Artist's Statement and Other Atrocities

"The multi-layered imagery of my work is prompted by an intuitive response to world events and cultures, nature and Jungian psychology, and the conventions of visual and verbal language."

"My Inner Landscape Series explores layers of ideas, perceptions, beliefs and realities."

"I photograph the space between the camera and the subject."

"I believe the 'objects' of our reality are in themselves meaningful and I try to elucidate the 'true meaning' or one of the true 'meanings' of my subjects by revealing one or more aspects of their nature."


What's up with this nonsense? It looks like nearly meaningless babble, and yet the artists do not appear to be illiterate, or imbecile. To an extent, it's marketing. Whether true or not, there is a perception that the one needs to provide some vague artistic sounding bullshit to give your work suitable gravitas.

Whence this gravitas? There is a germ of something in here, as surely as this is marketing, surely there is also, sometimes, an effort to describe in words something not expressible in words. By being seen to struggle with putting the ineffable in to words the artist suggests that the work itself encompasses something ineffable.
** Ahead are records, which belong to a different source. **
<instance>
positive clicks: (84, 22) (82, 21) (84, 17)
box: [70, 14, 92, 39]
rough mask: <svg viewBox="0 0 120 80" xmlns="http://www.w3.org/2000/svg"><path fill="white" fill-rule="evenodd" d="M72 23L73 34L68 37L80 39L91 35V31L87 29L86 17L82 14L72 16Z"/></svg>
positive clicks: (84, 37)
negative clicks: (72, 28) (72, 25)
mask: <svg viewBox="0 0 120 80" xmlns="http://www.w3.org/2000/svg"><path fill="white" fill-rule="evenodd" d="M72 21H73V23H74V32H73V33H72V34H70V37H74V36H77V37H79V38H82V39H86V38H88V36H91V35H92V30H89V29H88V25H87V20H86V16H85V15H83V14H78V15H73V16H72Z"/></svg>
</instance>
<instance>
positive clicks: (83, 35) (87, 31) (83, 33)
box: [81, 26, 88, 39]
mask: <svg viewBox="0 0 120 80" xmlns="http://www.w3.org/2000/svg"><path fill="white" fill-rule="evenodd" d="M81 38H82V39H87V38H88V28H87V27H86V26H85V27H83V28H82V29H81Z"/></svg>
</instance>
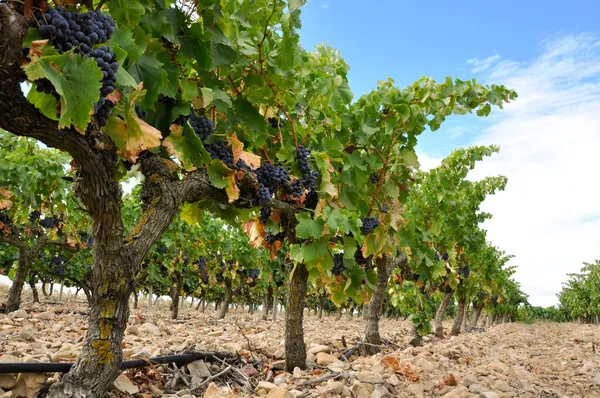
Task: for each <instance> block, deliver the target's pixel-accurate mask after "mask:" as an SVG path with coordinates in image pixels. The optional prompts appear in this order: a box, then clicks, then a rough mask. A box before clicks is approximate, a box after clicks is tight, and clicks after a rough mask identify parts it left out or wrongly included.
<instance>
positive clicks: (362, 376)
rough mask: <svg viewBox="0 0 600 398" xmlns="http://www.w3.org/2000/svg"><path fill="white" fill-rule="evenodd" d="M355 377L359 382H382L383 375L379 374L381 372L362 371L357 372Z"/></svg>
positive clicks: (373, 383)
mask: <svg viewBox="0 0 600 398" xmlns="http://www.w3.org/2000/svg"><path fill="white" fill-rule="evenodd" d="M356 378H357V379H358V380H359V381H360V382H361V383H371V384H374V383H383V377H382V376H381V374H378V373H373V372H370V371H362V372H359V373H358V374H357V375H356Z"/></svg>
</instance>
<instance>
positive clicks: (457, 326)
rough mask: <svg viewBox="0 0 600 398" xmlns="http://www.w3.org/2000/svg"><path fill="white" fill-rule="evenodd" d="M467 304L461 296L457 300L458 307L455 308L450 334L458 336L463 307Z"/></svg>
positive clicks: (463, 310)
mask: <svg viewBox="0 0 600 398" xmlns="http://www.w3.org/2000/svg"><path fill="white" fill-rule="evenodd" d="M466 304H467V300H466V299H464V298H461V299H459V300H458V307H457V310H456V318H454V323H453V324H452V330H451V331H450V334H451V335H452V336H458V335H459V334H460V327H461V325H462V321H463V317H464V316H465V307H466Z"/></svg>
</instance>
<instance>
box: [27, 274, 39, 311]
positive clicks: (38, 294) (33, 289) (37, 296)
mask: <svg viewBox="0 0 600 398" xmlns="http://www.w3.org/2000/svg"><path fill="white" fill-rule="evenodd" d="M36 279H37V275H36V274H35V272H34V273H32V274H31V275H29V287H30V288H31V293H32V294H33V302H34V303H39V302H40V295H39V293H38V291H37V287H36V286H35V280H36Z"/></svg>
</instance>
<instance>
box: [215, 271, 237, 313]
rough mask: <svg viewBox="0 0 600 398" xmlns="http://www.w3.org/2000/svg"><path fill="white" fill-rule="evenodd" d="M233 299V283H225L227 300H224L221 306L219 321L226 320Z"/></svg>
mask: <svg viewBox="0 0 600 398" xmlns="http://www.w3.org/2000/svg"><path fill="white" fill-rule="evenodd" d="M232 297H233V289H232V288H231V282H230V281H228V280H226V281H225V298H224V299H223V303H222V304H221V309H220V310H219V316H218V317H217V318H218V319H225V315H227V310H228V309H229V304H231V298H232Z"/></svg>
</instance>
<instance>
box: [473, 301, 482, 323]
mask: <svg viewBox="0 0 600 398" xmlns="http://www.w3.org/2000/svg"><path fill="white" fill-rule="evenodd" d="M482 310H483V303H481V304H477V303H473V314H472V316H471V326H470V329H475V328H476V327H477V322H478V321H479V317H480V316H481V311H482Z"/></svg>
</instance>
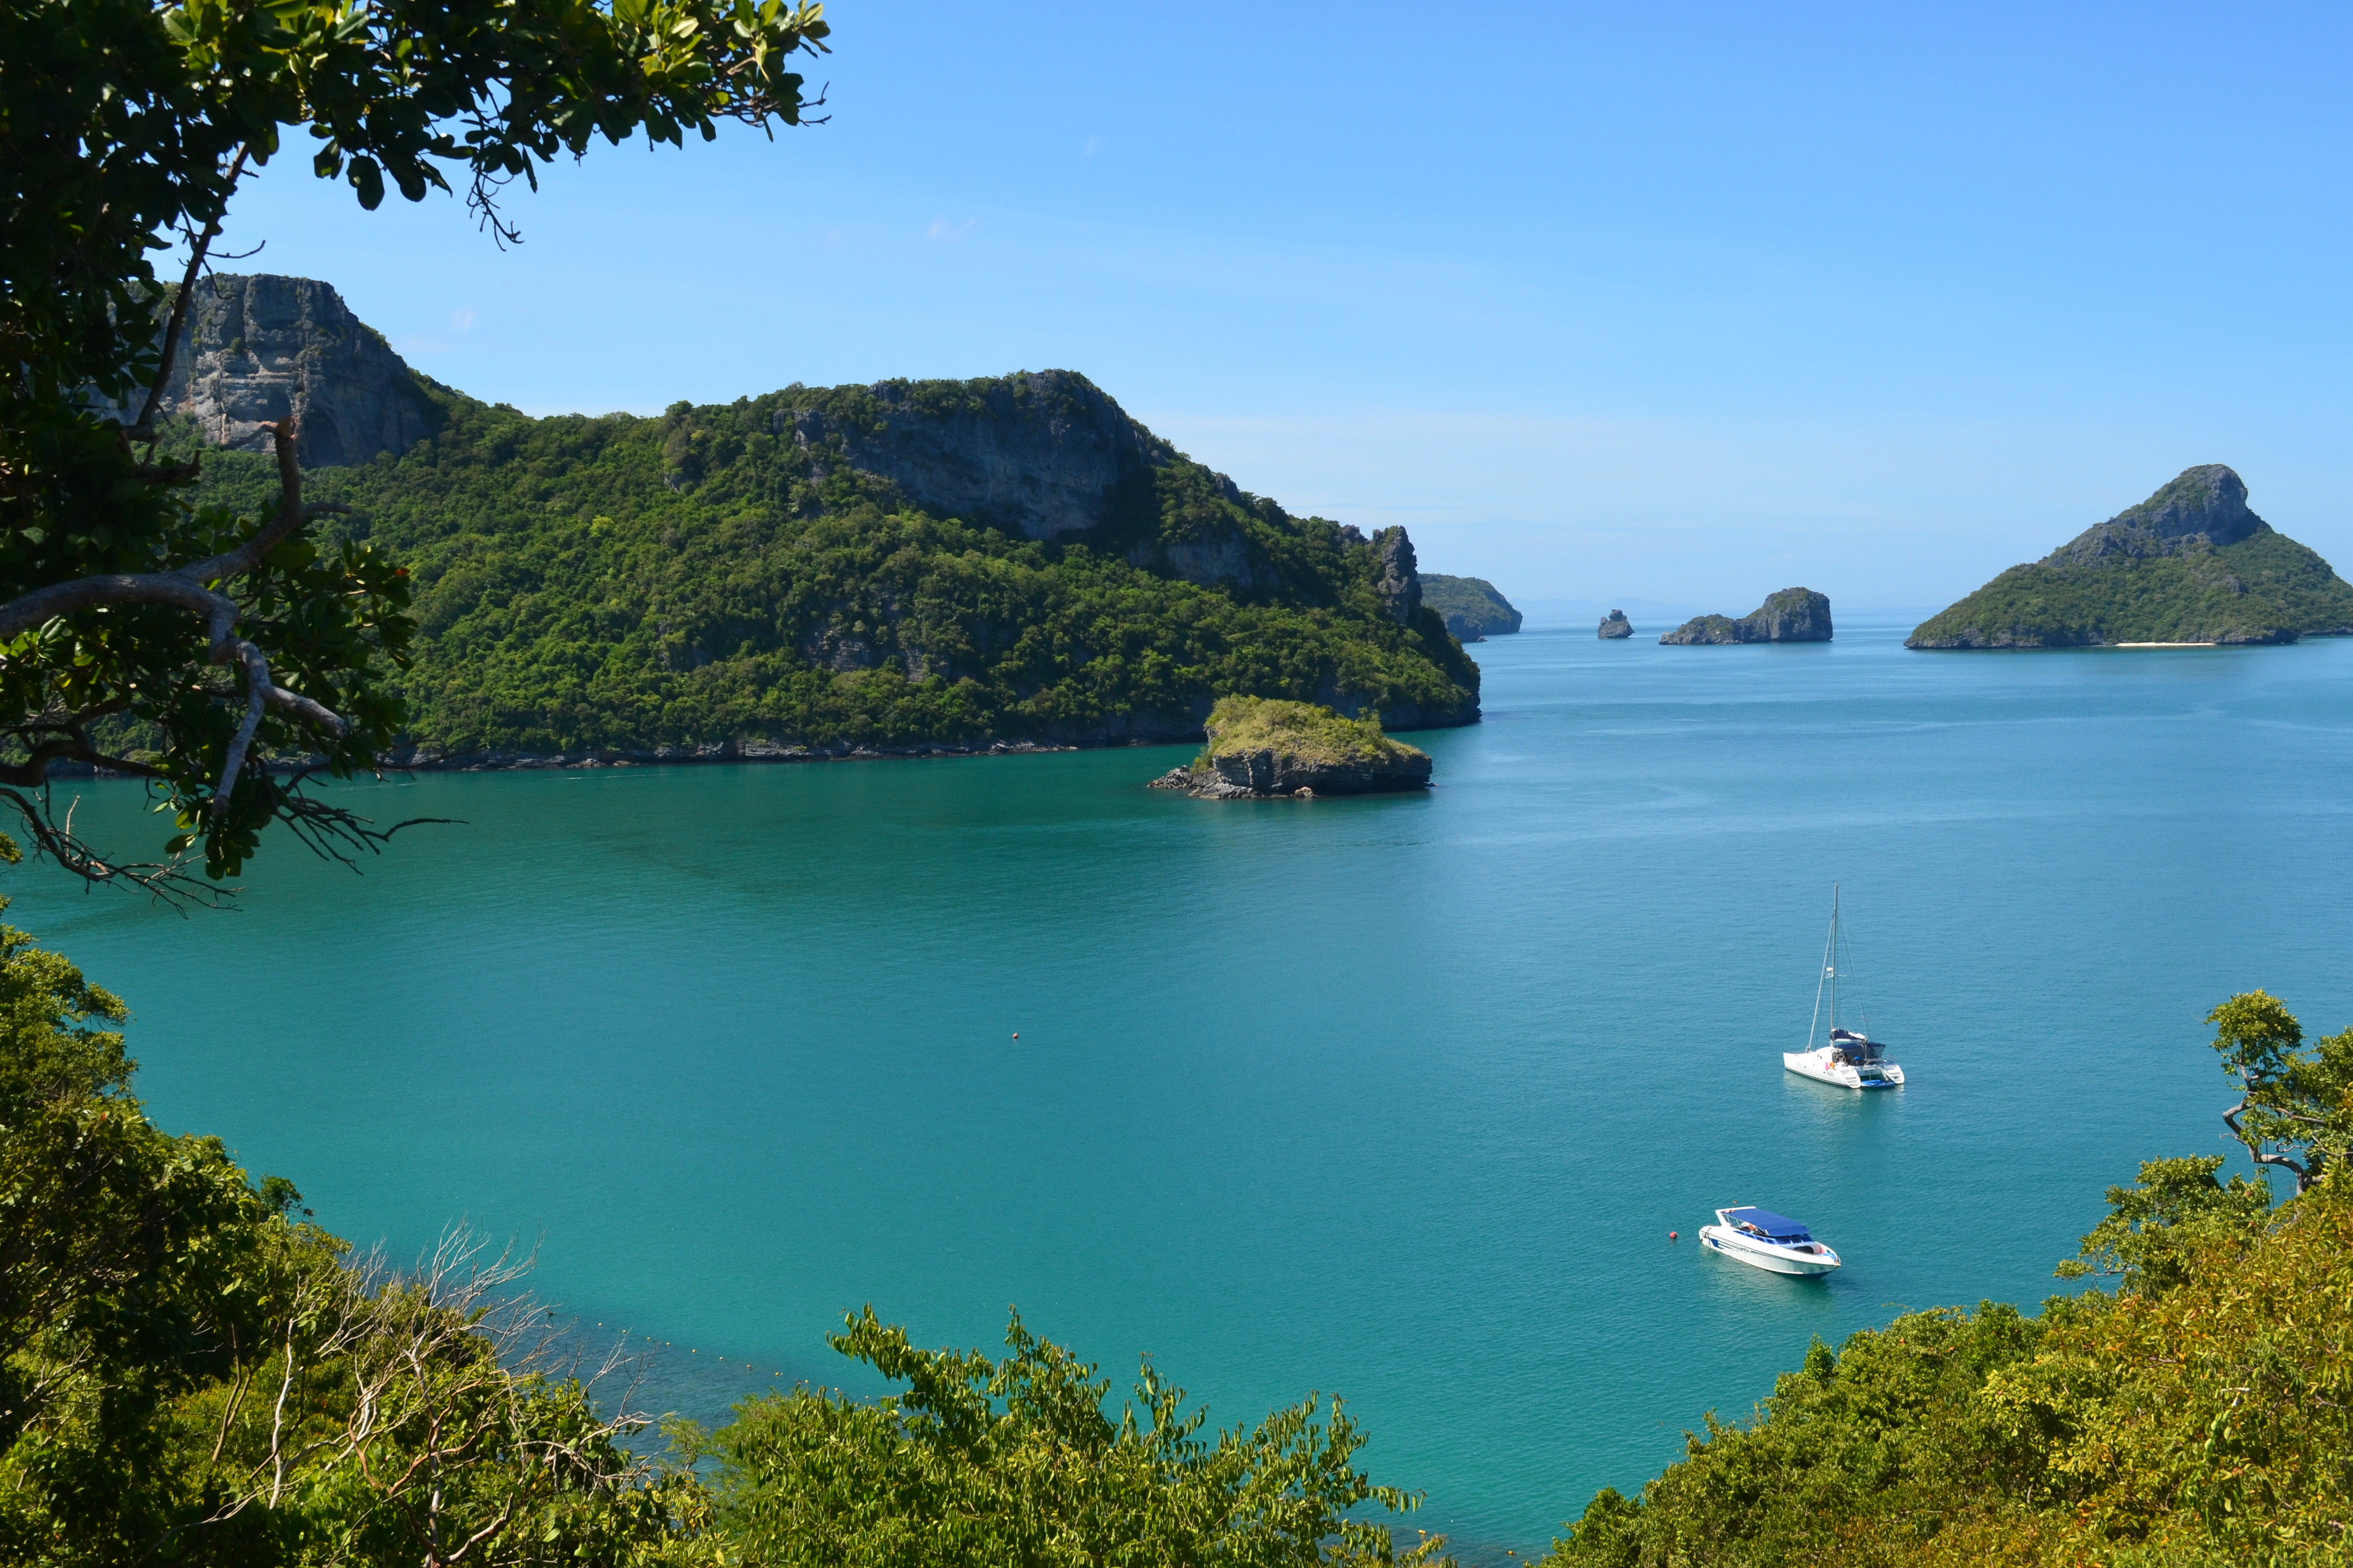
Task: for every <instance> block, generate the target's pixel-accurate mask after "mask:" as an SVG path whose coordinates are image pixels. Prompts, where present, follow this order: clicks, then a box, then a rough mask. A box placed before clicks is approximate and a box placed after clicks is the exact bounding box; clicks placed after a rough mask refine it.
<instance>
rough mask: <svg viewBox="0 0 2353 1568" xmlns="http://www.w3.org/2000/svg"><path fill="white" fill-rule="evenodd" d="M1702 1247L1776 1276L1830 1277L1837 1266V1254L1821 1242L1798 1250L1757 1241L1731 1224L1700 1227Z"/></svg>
mask: <svg viewBox="0 0 2353 1568" xmlns="http://www.w3.org/2000/svg"><path fill="white" fill-rule="evenodd" d="M1699 1244H1701V1246H1706V1248H1711V1251H1718V1253H1722V1255H1725V1258H1737V1260H1741V1262H1746V1265H1748V1267H1753V1269H1772V1272H1774V1274H1828V1272H1831V1269H1835V1267H1838V1253H1833V1251H1831V1248H1826V1246H1821V1244H1819V1241H1809V1244H1807V1248H1809V1251H1798V1248H1793V1246H1774V1244H1772V1241H1755V1239H1753V1237H1746V1234H1741V1232H1737V1229H1732V1227H1729V1225H1701V1227H1699Z"/></svg>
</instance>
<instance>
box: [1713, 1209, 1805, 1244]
mask: <svg viewBox="0 0 2353 1568" xmlns="http://www.w3.org/2000/svg"><path fill="white" fill-rule="evenodd" d="M1725 1218H1727V1220H1732V1222H1734V1225H1751V1227H1755V1229H1760V1232H1765V1234H1767V1237H1772V1239H1774V1241H1812V1239H1814V1232H1809V1229H1807V1227H1805V1225H1798V1222H1795V1220H1791V1218H1788V1215H1786V1213H1774V1211H1769V1208H1727V1211H1725Z"/></svg>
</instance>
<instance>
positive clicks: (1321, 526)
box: [202, 378, 1478, 757]
mask: <svg viewBox="0 0 2353 1568" xmlns="http://www.w3.org/2000/svg"><path fill="white" fill-rule="evenodd" d="M1073 381H1075V378H1073ZM899 386H904V383H899ZM988 386H993V383H913V386H911V388H906V390H908V395H911V397H941V400H946V397H974V395H976V390H986V388H988ZM435 395H438V397H440V400H442V404H445V411H447V414H445V416H447V423H445V428H442V430H440V433H438V435H433V437H431V440H426V442H421V444H416V447H412V449H409V451H407V454H402V456H400V458H379V461H376V463H369V465H360V468H320V470H313V473H311V475H308V494H313V496H322V498H332V501H339V503H346V505H351V520H348V522H336V524H329V527H334V529H341V536H344V538H353V541H360V543H365V545H369V548H374V550H386V552H391V555H395V557H398V559H402V562H407V564H409V569H412V571H414V578H416V583H419V597H416V623H419V630H416V639H414V644H412V658H414V663H412V668H409V670H407V672H405V675H402V677H400V679H398V682H395V689H398V691H400V693H402V696H405V698H407V736H409V741H412V743H414V745H419V748H424V750H426V752H438V755H464V752H539V755H548V752H562V755H574V757H576V755H584V752H598V750H619V752H642V750H656V748H696V745H729V743H734V745H758V743H767V745H920V743H972V741H991V738H1002V741H1047V743H1089V741H1094V743H1099V741H1122V738H1148V741H1179V738H1191V736H1198V733H1200V722H1202V717H1205V715H1207V712H1209V703H1212V701H1214V698H1217V696H1224V693H1233V691H1247V693H1257V696H1287V698H1304V701H1318V703H1329V705H1339V708H1346V710H1372V712H1379V715H1384V719H1386V722H1391V724H1400V726H1412V724H1431V722H1464V719H1468V717H1475V712H1478V665H1475V663H1471V661H1468V658H1466V656H1464V651H1461V646H1459V644H1457V642H1454V637H1452V635H1447V630H1445V625H1442V623H1440V618H1438V616H1435V611H1426V609H1424V611H1421V614H1419V616H1414V618H1412V621H1409V623H1400V621H1398V618H1395V616H1393V614H1391V611H1388V609H1386V604H1384V599H1381V592H1379V571H1381V562H1379V552H1377V548H1374V545H1372V543H1369V541H1362V538H1351V536H1353V529H1341V527H1339V524H1332V522H1325V520H1318V517H1292V515H1289V512H1285V510H1282V508H1278V505H1275V503H1273V501H1261V498H1257V496H1247V494H1233V491H1231V487H1226V484H1224V482H1221V480H1219V477H1217V475H1212V473H1209V470H1207V468H1202V465H1200V463H1191V461H1186V458H1176V456H1169V458H1167V461H1162V463H1158V465H1155V468H1151V470H1148V484H1146V487H1144V491H1141V494H1139V496H1136V501H1134V505H1132V508H1125V510H1115V512H1113V515H1111V517H1106V520H1104V522H1101V524H1099V527H1094V529H1087V531H1082V534H1078V536H1068V538H1061V541H1054V543H1047V541H1033V538H1024V536H1021V534H1016V531H1005V529H995V527H976V524H972V522H965V520H955V517H941V515H936V512H929V510H922V508H918V505H913V503H911V501H908V498H906V496H904V494H899V491H896V489H894V487H892V484H889V482H885V480H878V477H873V475H871V473H861V470H856V468H852V465H849V463H847V461H845V458H842V456H840V454H838V451H833V449H831V447H828V444H826V442H816V444H802V442H795V440H791V437H788V435H779V430H784V428H788V425H793V421H795V416H798V414H812V416H826V418H828V421H852V418H871V416H873V409H875V400H873V395H871V393H868V390H866V388H831V390H821V388H788V390H781V393H769V395H762V397H746V400H739V402H734V404H715V407H689V404H678V407H673V409H671V411H668V414H664V416H659V418H633V416H621V414H614V416H605V418H579V416H562V418H527V416H522V414H518V411H513V409H501V407H485V404H480V402H473V400H468V397H454V395H447V393H435ZM271 489H273V477H271V465H268V461H266V458H261V456H254V454H235V451H221V454H209V456H207V458H205V491H202V494H205V496H209V498H219V501H224V503H228V505H238V508H249V505H256V503H261V501H264V498H266V496H268V494H271ZM1202 536H1219V538H1231V541H1235V550H1238V555H1240V557H1245V559H1247V562H1249V564H1252V571H1249V583H1247V585H1238V583H1193V581H1186V578H1181V576H1176V574H1172V571H1169V569H1165V567H1158V564H1155V559H1158V557H1162V555H1165V552H1167V545H1169V543H1184V541H1193V538H1202ZM1155 552H1158V555H1155Z"/></svg>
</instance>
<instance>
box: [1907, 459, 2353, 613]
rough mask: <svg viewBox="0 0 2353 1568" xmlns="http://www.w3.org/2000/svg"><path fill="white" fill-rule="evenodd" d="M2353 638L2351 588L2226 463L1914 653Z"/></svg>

That the artist struggles to express the ineffable has, in truth, no relationship whatsoever to the work. The work may or may not express the inexpressible. We should not, though it is difficult, allow ourselves to be prejudiced against work based on the artist's statement (or other similar jibba-jibba the artist has supplied). We should allow the possibility that the jibba-jabba actually is a sort of allegorical description of the work, or the artist's process. If it is truly an effort to say something unsayable, we should respect that. Since we can't know which it is, we should give the respect, taking the high road rather than the low in the face of uncertainty.

My own reaction to this sort of thing is unfairly negative, I find that high road rather difficult. I find that the artsy babbling suggests a lack of confidence. My preference is for no artist's statement at all, or one which merely states that the work speaks for itself, that the artist has nothing to say that is not in the art.